It’s likely that you’ve stumbled upon this dessert, which has become more of a white elephant gift than a food item eaten in earnest, while browsing the aisles of your local grocery store. The Heinz version comes in an aluminum can covered with a close-up photo of something speckled and bready-looking, and text that reads, “Spotted Dick.” As if this wasn’t gag-worthy enough, some smaller text informs shoppers that this dessert is, in fact, microwaveable.
So, what is it, anyway?
Spotted dick is a traditional British pudding made from suet, or mutton fat. The suet is mixed with other ingredients, such as baking soda, flour, molasses, corn syrup, or nutmeg. This creates a pastry dough, to which raisins or dry fruit are added, hence the dessert’s “spots.” The dough is traditionally either steamed or boiled, and is often served with a custard sauce.

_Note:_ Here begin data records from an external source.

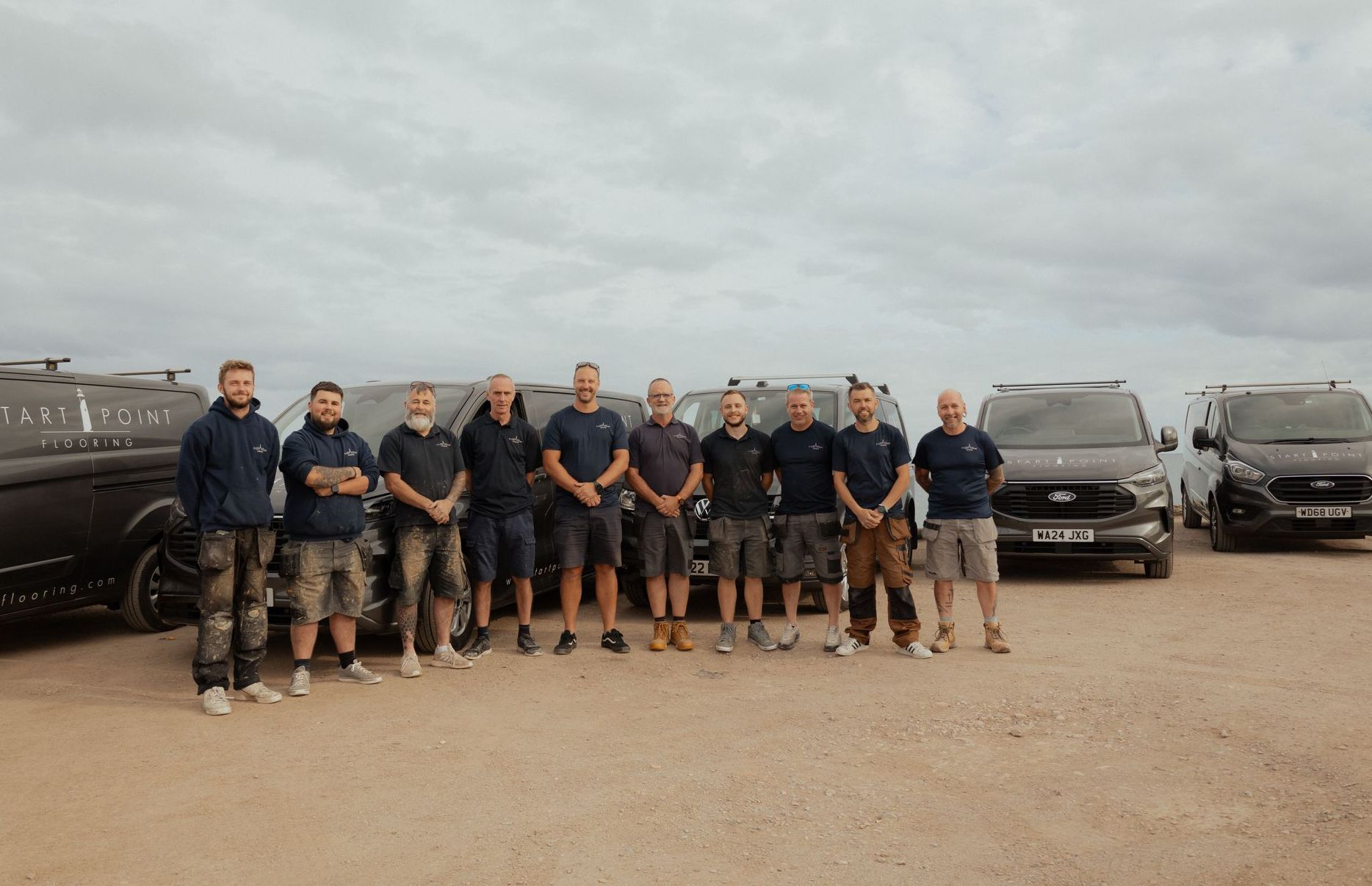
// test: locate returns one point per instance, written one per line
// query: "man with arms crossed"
(737, 476)
(872, 474)
(327, 471)
(961, 467)
(665, 467)
(585, 453)
(423, 469)
(502, 454)
(807, 516)
(224, 479)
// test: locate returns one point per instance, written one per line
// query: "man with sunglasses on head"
(423, 469)
(807, 516)
(665, 467)
(585, 453)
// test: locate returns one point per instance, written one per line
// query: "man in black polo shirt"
(665, 467)
(807, 516)
(423, 471)
(501, 452)
(738, 468)
(585, 453)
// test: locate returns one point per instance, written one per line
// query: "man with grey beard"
(423, 468)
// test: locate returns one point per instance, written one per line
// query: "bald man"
(961, 467)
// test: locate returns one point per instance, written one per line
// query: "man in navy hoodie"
(224, 479)
(327, 471)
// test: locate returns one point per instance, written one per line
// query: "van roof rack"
(1113, 383)
(170, 373)
(48, 362)
(1221, 389)
(851, 378)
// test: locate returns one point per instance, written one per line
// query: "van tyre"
(1190, 516)
(427, 635)
(1221, 539)
(140, 594)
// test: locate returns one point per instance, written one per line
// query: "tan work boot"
(997, 638)
(681, 637)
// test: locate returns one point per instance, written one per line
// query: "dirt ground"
(1207, 729)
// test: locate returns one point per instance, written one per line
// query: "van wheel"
(427, 635)
(1190, 516)
(1158, 568)
(1221, 539)
(140, 594)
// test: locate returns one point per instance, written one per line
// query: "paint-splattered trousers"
(232, 607)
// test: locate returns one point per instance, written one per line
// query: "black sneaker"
(613, 641)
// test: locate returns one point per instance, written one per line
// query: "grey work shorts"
(740, 547)
(810, 534)
(961, 549)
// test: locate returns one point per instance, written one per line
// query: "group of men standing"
(229, 461)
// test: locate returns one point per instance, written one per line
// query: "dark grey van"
(87, 482)
(371, 411)
(1083, 476)
(1278, 461)
(766, 411)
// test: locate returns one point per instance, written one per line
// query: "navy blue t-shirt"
(870, 460)
(586, 442)
(958, 464)
(806, 461)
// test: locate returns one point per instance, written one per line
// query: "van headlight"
(1242, 474)
(1152, 476)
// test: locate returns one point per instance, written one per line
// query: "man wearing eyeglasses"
(807, 516)
(585, 453)
(665, 467)
(425, 472)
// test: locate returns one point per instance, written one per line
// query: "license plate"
(1316, 514)
(1065, 536)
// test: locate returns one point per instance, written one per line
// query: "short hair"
(325, 386)
(229, 365)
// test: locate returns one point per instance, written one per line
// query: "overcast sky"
(931, 194)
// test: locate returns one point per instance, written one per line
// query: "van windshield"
(374, 411)
(1064, 420)
(766, 411)
(1299, 417)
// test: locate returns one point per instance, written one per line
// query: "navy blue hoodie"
(313, 517)
(227, 468)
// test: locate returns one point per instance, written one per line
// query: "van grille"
(1299, 490)
(1029, 501)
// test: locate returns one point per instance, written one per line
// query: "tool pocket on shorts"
(216, 550)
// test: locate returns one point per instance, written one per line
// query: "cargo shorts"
(961, 549)
(431, 553)
(327, 577)
(817, 536)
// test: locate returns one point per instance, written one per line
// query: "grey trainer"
(759, 637)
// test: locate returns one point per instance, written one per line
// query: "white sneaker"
(261, 694)
(851, 647)
(216, 701)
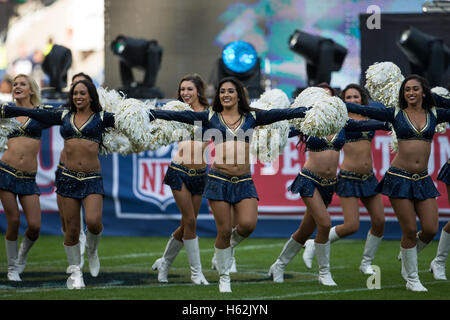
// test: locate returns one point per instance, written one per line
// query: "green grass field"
(126, 273)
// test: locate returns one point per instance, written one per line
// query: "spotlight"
(55, 65)
(140, 54)
(240, 60)
(322, 55)
(428, 56)
(436, 6)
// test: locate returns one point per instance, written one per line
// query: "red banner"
(272, 180)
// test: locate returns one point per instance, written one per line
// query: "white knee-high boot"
(75, 280)
(308, 254)
(193, 253)
(370, 248)
(323, 260)
(409, 260)
(162, 264)
(419, 247)
(290, 250)
(437, 266)
(82, 239)
(25, 247)
(235, 239)
(224, 257)
(92, 241)
(12, 254)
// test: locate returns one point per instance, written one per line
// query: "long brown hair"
(362, 92)
(427, 101)
(95, 100)
(243, 104)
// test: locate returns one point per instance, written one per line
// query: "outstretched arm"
(375, 110)
(264, 117)
(48, 116)
(366, 125)
(186, 116)
(293, 132)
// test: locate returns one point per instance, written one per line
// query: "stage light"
(322, 55)
(436, 6)
(56, 64)
(141, 54)
(240, 60)
(427, 55)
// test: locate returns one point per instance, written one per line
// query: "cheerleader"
(18, 167)
(356, 181)
(229, 184)
(81, 181)
(316, 184)
(407, 183)
(186, 176)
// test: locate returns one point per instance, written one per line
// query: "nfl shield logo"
(149, 169)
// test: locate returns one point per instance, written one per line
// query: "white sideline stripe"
(297, 294)
(236, 284)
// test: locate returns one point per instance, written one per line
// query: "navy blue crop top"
(214, 120)
(92, 129)
(402, 125)
(31, 128)
(317, 144)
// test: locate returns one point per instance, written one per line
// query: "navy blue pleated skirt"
(79, 185)
(306, 182)
(398, 183)
(352, 184)
(16, 181)
(232, 189)
(444, 173)
(194, 180)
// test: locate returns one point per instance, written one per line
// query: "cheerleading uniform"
(11, 179)
(72, 184)
(306, 181)
(398, 183)
(220, 186)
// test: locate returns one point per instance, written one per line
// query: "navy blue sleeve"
(366, 125)
(374, 110)
(187, 116)
(442, 115)
(264, 117)
(441, 102)
(108, 119)
(50, 116)
(293, 132)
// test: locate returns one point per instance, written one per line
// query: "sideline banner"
(138, 203)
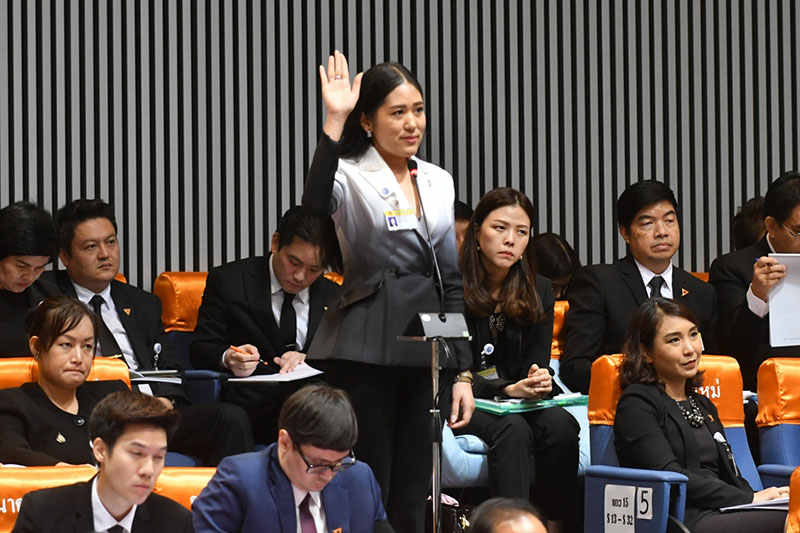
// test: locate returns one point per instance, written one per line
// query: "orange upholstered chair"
(14, 371)
(17, 482)
(559, 312)
(779, 410)
(793, 521)
(183, 484)
(181, 294)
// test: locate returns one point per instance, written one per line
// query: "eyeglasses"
(319, 469)
(794, 234)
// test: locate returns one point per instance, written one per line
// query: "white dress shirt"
(103, 519)
(314, 506)
(757, 306)
(648, 275)
(300, 303)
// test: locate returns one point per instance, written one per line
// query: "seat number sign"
(624, 505)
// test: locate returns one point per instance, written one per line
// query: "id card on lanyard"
(400, 219)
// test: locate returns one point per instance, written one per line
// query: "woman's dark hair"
(642, 330)
(495, 511)
(376, 84)
(518, 297)
(54, 317)
(27, 229)
(321, 416)
(555, 258)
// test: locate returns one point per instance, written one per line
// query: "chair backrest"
(183, 484)
(181, 294)
(722, 385)
(779, 410)
(14, 371)
(17, 482)
(559, 312)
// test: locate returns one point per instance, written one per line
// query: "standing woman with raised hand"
(360, 175)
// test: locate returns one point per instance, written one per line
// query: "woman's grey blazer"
(388, 275)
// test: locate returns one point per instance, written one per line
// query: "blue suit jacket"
(251, 493)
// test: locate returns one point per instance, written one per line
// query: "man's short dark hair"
(296, 223)
(26, 229)
(461, 211)
(491, 513)
(638, 196)
(783, 196)
(121, 409)
(77, 212)
(748, 224)
(321, 416)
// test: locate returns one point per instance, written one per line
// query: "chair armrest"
(775, 475)
(635, 474)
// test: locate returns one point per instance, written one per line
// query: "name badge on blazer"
(401, 219)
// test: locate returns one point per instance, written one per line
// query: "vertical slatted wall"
(197, 119)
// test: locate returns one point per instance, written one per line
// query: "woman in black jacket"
(510, 316)
(46, 423)
(663, 424)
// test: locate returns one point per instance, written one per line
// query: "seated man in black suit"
(744, 278)
(131, 329)
(309, 480)
(602, 298)
(129, 432)
(259, 314)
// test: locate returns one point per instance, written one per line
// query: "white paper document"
(301, 371)
(784, 304)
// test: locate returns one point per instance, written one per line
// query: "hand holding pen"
(242, 360)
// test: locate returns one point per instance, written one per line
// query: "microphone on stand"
(412, 171)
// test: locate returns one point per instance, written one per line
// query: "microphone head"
(412, 168)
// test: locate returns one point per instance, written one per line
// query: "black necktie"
(108, 344)
(655, 286)
(288, 322)
(307, 524)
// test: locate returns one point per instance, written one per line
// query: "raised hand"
(339, 96)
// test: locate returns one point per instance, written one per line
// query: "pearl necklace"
(694, 417)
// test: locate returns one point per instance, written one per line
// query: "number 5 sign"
(644, 503)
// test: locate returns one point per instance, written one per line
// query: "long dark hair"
(518, 297)
(376, 84)
(642, 331)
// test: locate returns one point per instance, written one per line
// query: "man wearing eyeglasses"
(307, 482)
(744, 279)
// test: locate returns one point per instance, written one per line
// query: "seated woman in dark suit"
(663, 424)
(45, 423)
(27, 245)
(510, 316)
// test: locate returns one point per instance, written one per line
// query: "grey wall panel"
(197, 119)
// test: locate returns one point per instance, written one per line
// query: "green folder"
(505, 407)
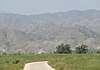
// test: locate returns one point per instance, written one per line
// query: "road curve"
(38, 66)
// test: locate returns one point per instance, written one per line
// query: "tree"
(82, 49)
(63, 48)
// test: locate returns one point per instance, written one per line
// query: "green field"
(57, 61)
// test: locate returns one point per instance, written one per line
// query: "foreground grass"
(57, 61)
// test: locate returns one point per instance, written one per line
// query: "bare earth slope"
(38, 66)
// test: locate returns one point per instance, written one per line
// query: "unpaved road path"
(38, 66)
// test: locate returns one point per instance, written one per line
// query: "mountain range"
(33, 33)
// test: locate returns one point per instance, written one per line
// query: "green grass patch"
(57, 61)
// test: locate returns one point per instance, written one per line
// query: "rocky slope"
(33, 33)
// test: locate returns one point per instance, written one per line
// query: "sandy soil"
(38, 66)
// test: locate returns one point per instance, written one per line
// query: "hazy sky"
(43, 6)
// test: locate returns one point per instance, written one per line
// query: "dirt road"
(38, 66)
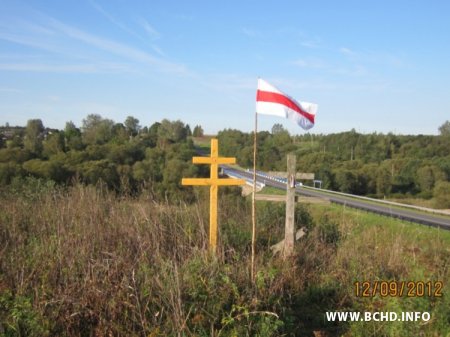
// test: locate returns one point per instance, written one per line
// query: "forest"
(129, 158)
(98, 238)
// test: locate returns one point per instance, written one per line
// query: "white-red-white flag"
(271, 101)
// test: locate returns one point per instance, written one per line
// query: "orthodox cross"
(214, 182)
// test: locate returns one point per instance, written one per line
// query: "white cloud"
(151, 32)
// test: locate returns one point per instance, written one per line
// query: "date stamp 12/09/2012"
(398, 288)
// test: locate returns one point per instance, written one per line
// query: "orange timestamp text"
(398, 288)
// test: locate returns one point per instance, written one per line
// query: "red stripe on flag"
(273, 97)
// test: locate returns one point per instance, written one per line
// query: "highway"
(369, 206)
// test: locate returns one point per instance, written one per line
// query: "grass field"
(82, 261)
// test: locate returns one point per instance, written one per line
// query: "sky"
(373, 66)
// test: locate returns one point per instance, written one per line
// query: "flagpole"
(253, 200)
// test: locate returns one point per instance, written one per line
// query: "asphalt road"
(403, 214)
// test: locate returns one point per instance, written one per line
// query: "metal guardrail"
(379, 201)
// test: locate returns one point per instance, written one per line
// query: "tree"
(444, 129)
(33, 136)
(132, 126)
(172, 132)
(53, 144)
(72, 137)
(97, 130)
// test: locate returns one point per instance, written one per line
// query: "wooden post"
(289, 231)
(214, 182)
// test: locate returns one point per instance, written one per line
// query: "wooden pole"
(289, 232)
(253, 270)
(213, 195)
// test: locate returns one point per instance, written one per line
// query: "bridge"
(420, 215)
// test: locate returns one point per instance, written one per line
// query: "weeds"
(82, 261)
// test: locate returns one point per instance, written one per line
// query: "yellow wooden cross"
(214, 181)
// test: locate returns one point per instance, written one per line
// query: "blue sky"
(378, 66)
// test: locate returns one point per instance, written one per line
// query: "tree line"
(125, 156)
(128, 157)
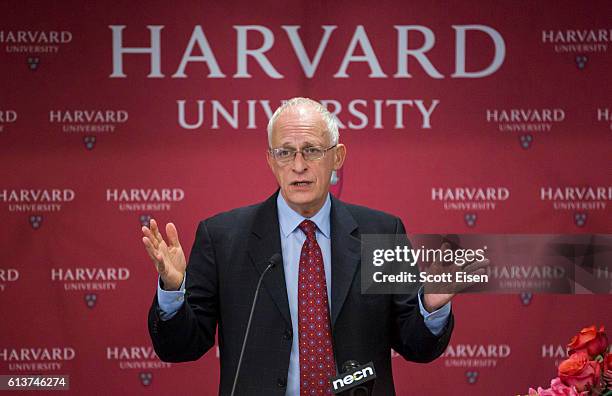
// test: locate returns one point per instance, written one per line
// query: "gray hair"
(328, 118)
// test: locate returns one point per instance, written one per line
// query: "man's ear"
(340, 155)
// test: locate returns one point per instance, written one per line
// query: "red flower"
(579, 371)
(589, 340)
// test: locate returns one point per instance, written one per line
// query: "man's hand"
(435, 295)
(168, 259)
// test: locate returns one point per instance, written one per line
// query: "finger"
(155, 255)
(172, 235)
(149, 235)
(149, 247)
(156, 232)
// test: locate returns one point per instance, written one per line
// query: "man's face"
(304, 184)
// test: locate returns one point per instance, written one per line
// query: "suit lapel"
(264, 241)
(346, 255)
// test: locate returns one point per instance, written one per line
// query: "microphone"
(355, 380)
(272, 262)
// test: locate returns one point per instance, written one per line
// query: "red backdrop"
(431, 95)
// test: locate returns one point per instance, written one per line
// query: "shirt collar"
(289, 219)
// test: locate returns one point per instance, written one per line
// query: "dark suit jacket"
(231, 250)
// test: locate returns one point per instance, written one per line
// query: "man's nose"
(299, 163)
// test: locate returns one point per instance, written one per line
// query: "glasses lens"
(312, 153)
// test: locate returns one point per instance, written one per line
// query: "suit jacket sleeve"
(410, 337)
(191, 332)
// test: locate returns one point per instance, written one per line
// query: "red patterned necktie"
(316, 352)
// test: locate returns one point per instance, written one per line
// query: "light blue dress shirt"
(292, 239)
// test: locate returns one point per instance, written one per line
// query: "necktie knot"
(309, 228)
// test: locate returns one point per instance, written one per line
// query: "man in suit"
(310, 316)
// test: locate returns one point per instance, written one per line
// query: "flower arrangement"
(588, 369)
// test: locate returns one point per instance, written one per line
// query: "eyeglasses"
(286, 155)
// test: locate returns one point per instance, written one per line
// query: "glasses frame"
(273, 151)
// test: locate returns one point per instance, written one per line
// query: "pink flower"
(589, 340)
(557, 388)
(580, 372)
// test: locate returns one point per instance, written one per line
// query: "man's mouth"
(301, 183)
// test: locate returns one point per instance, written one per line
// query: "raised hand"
(169, 259)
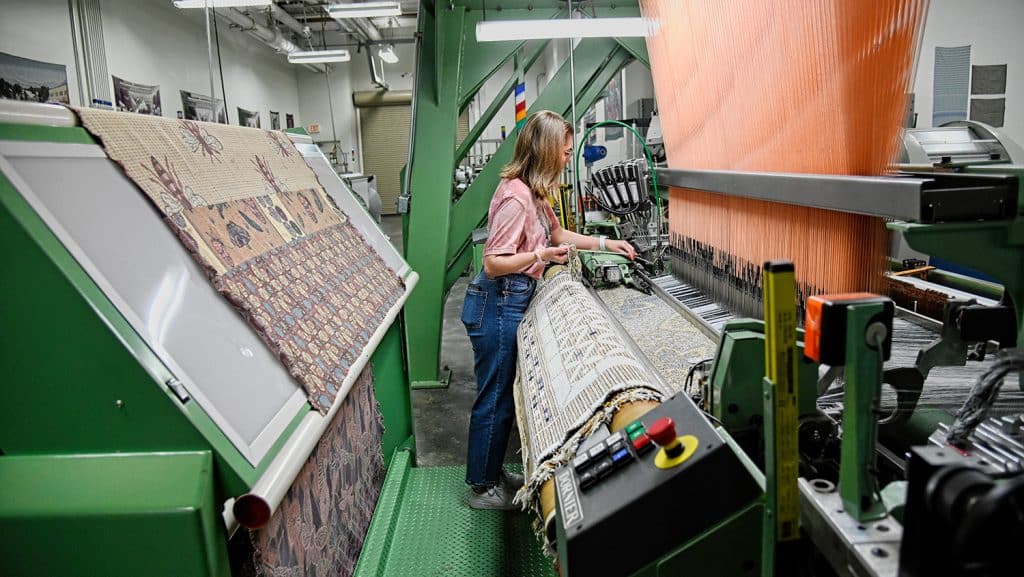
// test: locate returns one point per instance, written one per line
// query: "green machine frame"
(452, 68)
(95, 447)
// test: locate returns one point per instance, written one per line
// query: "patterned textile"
(574, 370)
(254, 216)
(669, 341)
(320, 527)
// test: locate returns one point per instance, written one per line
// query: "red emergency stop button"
(663, 431)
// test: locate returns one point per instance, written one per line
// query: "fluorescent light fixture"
(220, 3)
(492, 31)
(365, 9)
(317, 56)
(387, 54)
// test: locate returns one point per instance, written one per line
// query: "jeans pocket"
(519, 285)
(474, 306)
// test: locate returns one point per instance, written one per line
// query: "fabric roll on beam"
(320, 527)
(253, 214)
(779, 86)
(576, 371)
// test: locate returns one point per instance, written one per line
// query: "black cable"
(983, 396)
(220, 67)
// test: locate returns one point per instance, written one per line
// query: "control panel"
(646, 490)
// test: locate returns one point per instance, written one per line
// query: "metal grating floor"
(436, 533)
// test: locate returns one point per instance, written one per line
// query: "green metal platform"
(424, 527)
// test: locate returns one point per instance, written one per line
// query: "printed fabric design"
(317, 300)
(320, 527)
(252, 213)
(574, 371)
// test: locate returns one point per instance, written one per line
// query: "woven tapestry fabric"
(572, 362)
(320, 527)
(669, 341)
(252, 213)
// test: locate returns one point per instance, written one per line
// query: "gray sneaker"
(498, 497)
(512, 481)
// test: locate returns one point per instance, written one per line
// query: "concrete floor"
(441, 415)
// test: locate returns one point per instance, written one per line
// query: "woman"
(522, 236)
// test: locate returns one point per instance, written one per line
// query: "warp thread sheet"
(667, 339)
(574, 371)
(320, 527)
(781, 86)
(255, 217)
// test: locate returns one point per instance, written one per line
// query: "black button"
(622, 456)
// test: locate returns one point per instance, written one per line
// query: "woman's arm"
(499, 264)
(560, 236)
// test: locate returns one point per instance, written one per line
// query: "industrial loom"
(865, 420)
(179, 401)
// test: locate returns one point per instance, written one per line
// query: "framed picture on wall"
(248, 118)
(25, 79)
(613, 109)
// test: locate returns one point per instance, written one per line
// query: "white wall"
(152, 42)
(345, 79)
(992, 28)
(40, 30)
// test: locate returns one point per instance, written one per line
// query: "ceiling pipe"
(272, 38)
(288, 19)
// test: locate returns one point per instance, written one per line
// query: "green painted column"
(430, 184)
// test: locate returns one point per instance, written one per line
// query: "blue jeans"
(492, 314)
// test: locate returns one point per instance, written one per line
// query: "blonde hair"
(538, 157)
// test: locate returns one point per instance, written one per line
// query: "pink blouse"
(518, 222)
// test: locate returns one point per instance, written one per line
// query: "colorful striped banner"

Why does such a commonplace, and even appetizing dessert have such a strange, unappetizing name? As mentioned, “spotted” refers to the currants, fruit or raisins in the pastry. “Dick” is messier to explain — the word itself has a fuzzy history, and in the 19th century alone it was understood as an abbreviation for dictionary, a policeman, an apron, a riding wip, and, of course, male genitalia. Around the same time as these meanings were used, the first recorded spotted dick recipe was created. Etymology resources suggest that the “dick” in “spotted dick” could be “a corruption of the last syllable of pudding,” “a corruption of ‘dough’,” or a reference to the German dick, meaning thick or viscous.
Alexis Benoist Soyer wrote the first documented recipe for spotted dick in his 1849 book, The modern Housewife or ménagère, but similar meat-based puddings date back to medieval times. In fact, the Latin root for “boudin,” or “pudding” is “botellus,” meaning sausage. According to the Oxford Companion to Food, suet puddings became popular by the 17th century thanks to the invention of the pudding cloth, and by the 18th centuries these baked goods were given a sweeter twist by adding fruits and spices.
In popular culture
Charles Dickens describes a steamed pudding in A Christmas Carol:
“Hallo! A great deal of steam! the pudding was out of the copper. A smell like a washing-day! That was the cloth. A smell like an eating-house and a pastrycooks next door to each other, with a laundress next door to that. That was the pudding.”